One of the most devastating debate moments in the history of televised debates came in 1988, when Bernard Shaw of CNN, the moderator, asked Michael Dukakis, the Democratic nominee, “Governor, if Kitty Dukakis [the Governor’s wife] were raped and murdered, would you favor an irrevocable death penalty for the killer?” Dukakis said, “No, I don’t, and I think you know that I’ve opposed the death penalty during all of my life.” The passionless answer may have been consistent with his policies, but many voters saw Dukakis as unfeeling.
Flash forward nearly a quarter of a century, and a different calculus is at hand. As the Willie Horton ads from that 1988 Dukakis/George H.W. Bush race made plain, the image of the black male as predator evokes deep fears in sections of the electorate and the society. This can be true even when the overall facts don’t support the logic of those fears.
For example, a 2011 compilation of essays and studies by the Aspen Institute (Race, Crime, and Punishment: Breaking the Connection in America) showed the ways in which African-Americans and Latinos are disproportionately monitored, arrested, and incarcerated compared to whites who commit the same crimes. The federal US Sentencing Commission, for another, finds that black drug criminals receive 10 percent more time than whites who commit the same crimes.
So how do such fears play out in policy debates when the sitting president is black? Imagine this for a second. President Barack Obama—a black biracial man—steps out in the final days of the campaign and says that he will push a major initiative to create a prison-to-education-to-work program.
OK, it is a stretch. The political calculus could be devastating, given that race regularly re-emerges (note the recent “gotcha” video, Obama discussing his former pastor, which recently made air in Fox News circles, though it was from 2007).
Still, there are certainly many criminal justice problems to address, and they affect budgets, communities, and thousands of American families. Incarceration in America costs tens of billions of dollars each year—in 2008, $52 billion for state incarcerations alone. And when all those prisoners get out, as most of them do, what do we get?

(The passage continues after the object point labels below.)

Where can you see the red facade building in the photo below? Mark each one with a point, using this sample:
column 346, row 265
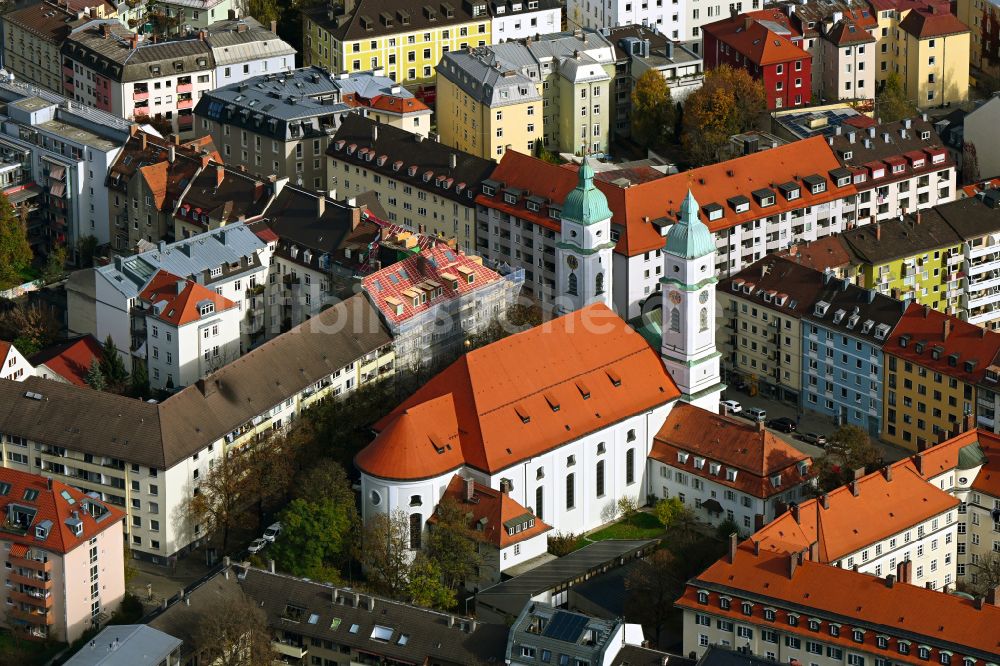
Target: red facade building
column 764, row 44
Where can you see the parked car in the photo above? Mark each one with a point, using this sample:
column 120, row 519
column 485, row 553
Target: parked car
column 782, row 423
column 272, row 532
column 812, row 438
column 731, row 406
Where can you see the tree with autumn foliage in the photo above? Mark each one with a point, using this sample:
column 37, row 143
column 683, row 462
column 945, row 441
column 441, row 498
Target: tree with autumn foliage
column 729, row 102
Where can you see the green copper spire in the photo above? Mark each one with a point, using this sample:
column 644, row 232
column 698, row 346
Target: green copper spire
column 586, row 204
column 690, row 238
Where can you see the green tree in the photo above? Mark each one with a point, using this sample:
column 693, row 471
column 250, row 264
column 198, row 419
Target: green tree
column 95, row 377
column 891, row 103
column 32, row 326
column 15, row 251
column 112, row 365
column 384, row 552
column 452, row 544
column 849, row 448
column 314, row 537
column 426, row 587
column 55, row 265
column 653, row 111
column 729, row 102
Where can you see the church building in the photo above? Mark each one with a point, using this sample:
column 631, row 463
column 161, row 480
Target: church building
column 547, row 429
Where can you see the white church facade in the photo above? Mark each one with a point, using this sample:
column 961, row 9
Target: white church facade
column 561, row 418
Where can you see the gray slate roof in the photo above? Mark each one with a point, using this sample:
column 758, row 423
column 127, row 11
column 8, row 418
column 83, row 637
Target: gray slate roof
column 160, row 435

Rehabilitation programs have often lost ground to work programs run by or with private companies. American prisoners run telephone banks and make bluejeans, but a smaller percentage than in the past are enrolled in higher education; and the educational level of prisoners remains deficient compared to their generational cohorts not incarcerated. A 2003 Justice Policy Institute study found: “In 1991, 57 percent of State prisoners reported participating in education programs.” At that time, the prison population was approximately 792,535.
By 1997, the number of prisoners who reported participating in correction education programs dropped to 52 percent while the prison population had grown to 1,176,564.” The 1994 Violent Crime Control and Law Enforcement Act eliminated the ability of prisoners to access Pell Grants, and diminished the rates of prisoners attaining higher education.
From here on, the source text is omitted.